Sen. Bernie Sanders’ campaign has signaled for months that it doesn’t want to go negative against former secretary of state Hillary Clinton. At the second Democratic presidential debate on Saturday, Sanders took the gloves off—hitting the former secretary of state for her support among Wall Street donors. But early on, he took a pass on underscoring a major point of distinction between them.
The first half hour of the second Democratic presidential debate was focused on how the United States should deal with ISIS and international terrorism. It could have been an opening for Sanders to highlight Hillary Clinton’s early support for the Iraq war.
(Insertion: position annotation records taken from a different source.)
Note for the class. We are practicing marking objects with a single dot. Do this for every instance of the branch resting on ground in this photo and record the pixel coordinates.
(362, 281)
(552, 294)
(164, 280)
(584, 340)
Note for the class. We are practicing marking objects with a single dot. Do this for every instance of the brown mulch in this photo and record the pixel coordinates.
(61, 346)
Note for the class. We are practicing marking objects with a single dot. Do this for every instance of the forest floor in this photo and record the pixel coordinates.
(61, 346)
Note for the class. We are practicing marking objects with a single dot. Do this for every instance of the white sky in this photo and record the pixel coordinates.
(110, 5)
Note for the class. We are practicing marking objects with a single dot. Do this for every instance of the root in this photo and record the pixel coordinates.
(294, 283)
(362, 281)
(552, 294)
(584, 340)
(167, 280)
And out of the gate, Sanders did emphasize his opposition to the 2003 invasion. “I don’t think any sensible person would disagree that the invasion of Iraq led to the instability we are seeing now,” he said. “I think that was one of the biggest foreign policy blunders in the history of the United States.”
But when the CBS moderator, John Dickerson, pressed him specifically about Clinton’s support for the war, he didn’t take the gloves off:
I think we have a disagreement, and the disagreement is that not only did I vote against the war in Iraq if you look at history, John, you will find that regime change, whether it was in the early ’50s in Iran, whether it was toppling Allende in Chile, whether it was overthrowing the government of Guatemala way back when, these invasions, these toppling of governments…regime changes have unintended consequences. I will say, on these issues I am a little bit more conservative than the secretary in that I am not in favor of regime change.
That was it. It was a history lesson—and a true one—but it was hardly a powerful indictment of her record.
By contrast, in 2007, then-Sen. Barack Obama hammered Clinton over and over again for her vote to authorize the war; on Saturday, Sanders spoke right past her.